Jetzt gilt es ernst. So fasst Tourismusexperte Darco Cazin den Ride Mountainbike-Kongress in Chur zusammen. Der Mountainbike-Tourismus stehe heute an einem Wendepunkt. Entweder sei man von nun an richtig dabei oder gehe leer aus. Die Zeit der «halben Sachen» sei vorüber.

Ride Mountainbike-Kongress Chur 2016

Jetzt gilt es ernst. So fasst Tourismusexperte Darco Cazin den Ride Mountainbike-Kongress in Chur zusammen. Der Mountainbike-Tourismus stehe heute an einem Wendepunkt. Entweder sei man von nun an richtig dabei oder gehe leer aus. Die Zeit der «halben Sachen» sei vorüber.

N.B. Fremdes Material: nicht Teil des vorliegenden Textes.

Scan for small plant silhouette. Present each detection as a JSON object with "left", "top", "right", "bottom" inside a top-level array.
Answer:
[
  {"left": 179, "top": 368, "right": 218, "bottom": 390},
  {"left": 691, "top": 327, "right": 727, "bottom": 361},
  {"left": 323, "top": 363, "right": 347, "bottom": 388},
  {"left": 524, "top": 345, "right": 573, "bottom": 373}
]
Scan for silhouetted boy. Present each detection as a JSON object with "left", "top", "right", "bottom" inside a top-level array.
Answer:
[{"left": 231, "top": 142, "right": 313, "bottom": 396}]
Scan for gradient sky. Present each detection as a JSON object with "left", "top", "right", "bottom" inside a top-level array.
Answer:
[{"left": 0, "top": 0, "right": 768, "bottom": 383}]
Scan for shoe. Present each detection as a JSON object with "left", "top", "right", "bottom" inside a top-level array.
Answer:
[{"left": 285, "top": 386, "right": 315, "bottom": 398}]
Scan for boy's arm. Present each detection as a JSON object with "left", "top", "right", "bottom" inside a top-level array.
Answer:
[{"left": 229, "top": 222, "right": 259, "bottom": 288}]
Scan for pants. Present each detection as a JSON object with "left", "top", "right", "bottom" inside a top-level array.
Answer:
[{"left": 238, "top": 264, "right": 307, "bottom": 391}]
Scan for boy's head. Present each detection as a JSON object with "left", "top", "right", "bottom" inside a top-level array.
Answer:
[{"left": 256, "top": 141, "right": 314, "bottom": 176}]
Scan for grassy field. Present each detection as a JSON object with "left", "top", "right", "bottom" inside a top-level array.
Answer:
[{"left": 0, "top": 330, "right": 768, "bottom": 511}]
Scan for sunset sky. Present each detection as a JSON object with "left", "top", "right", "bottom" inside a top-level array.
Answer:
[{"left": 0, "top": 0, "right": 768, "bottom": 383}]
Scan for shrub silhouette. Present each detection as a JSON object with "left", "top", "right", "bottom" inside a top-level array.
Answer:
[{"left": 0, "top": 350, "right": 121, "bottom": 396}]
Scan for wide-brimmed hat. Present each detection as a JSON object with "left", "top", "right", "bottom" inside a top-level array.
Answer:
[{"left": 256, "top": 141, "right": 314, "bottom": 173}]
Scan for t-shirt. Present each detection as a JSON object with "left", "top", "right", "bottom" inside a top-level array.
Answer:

150 Tourismusfachleute fanden sich am 20. und 21. Oktober 2016 in Chur zusammen, um beim Ride Mountainbike-Kongress Trends und Perspektiven zum Mountainbike-Tourismus zu diskutieren. Referenten und Teilnehmer waren sich dabei einig: Der alpine Mountainbike-Tourismus hat mittlerweile eine so starke Rolle eingenommen, dass er nun an einem Wendepunkt stehe. Die Zeit des unbedarften Wachstums sei vorüber, und es stehe eine Marktkonsolidierung bevor. Dabei hätten schwache oder wenig kundenorientierte Angebote und Infrastruktur keinen Platz mehr. Erfolg werde in Zukunft nur noch haben, wer eindeutige Kundenbedürfnisse befriedigen könne. Könne er das nicht, weiche der Gast auf andere Regionen aus.
 
Einig war man sich am Ride Mountainbike-Kongress in Chur auch, dass das Potenzial mit den Mountainbiker noch nicht abgeschöpft sei. Dabei seien aber vermehrt einfache und eindeutig positionierte Angebote gefragt, und hier herrsche ein noch grosser Nachholbedarf. Dass die Mountainbiker aber den alpinen Tourismus retten können, das wies unter anderem Peter Engler zurück. Als Geschäftsführer der Bergbahnen Lenzerheide setze er zwar stark auf die Mountainbiker, doch von den Dimensionen des Wintergeschäfts sei und bleibe man weit entfernt.
 
Die zunehmende Bedeutung des Mountainbike-Tourismus zeigt sich auch in der Tatsache, dass mit Thomas Bieger eine Koryphäe der Tourismusforschung den Kongress eröffnete. Für den Rektor der Universität St. Gallen sind die Forderungen nach neuen Strukturen im alpinen Tourismus mit dem Mountainbikesport exemplarisch umsetzbar. Das Modell der Destinationsstrukturen 3.0 sei geradezu prädestiniert, dieses auf dem Mountainbikesport anzuwenden. Und mit Projekten wie «Herbert» seien ja auch bereits erste Modelle in die Praxis umgesetzt.
 
Der Ride Mountainbike-Kongress findet alljährlich im Oktober in Chur statt und bringt Tourismusfachleute aus dem deutschsprachigen Alpenraum zusammen. Er fand 2016 unter dem Leitthema «Bikenonomics» statt und ist für das kommende Jahr auf den 12. und 13. Oktober terminiert.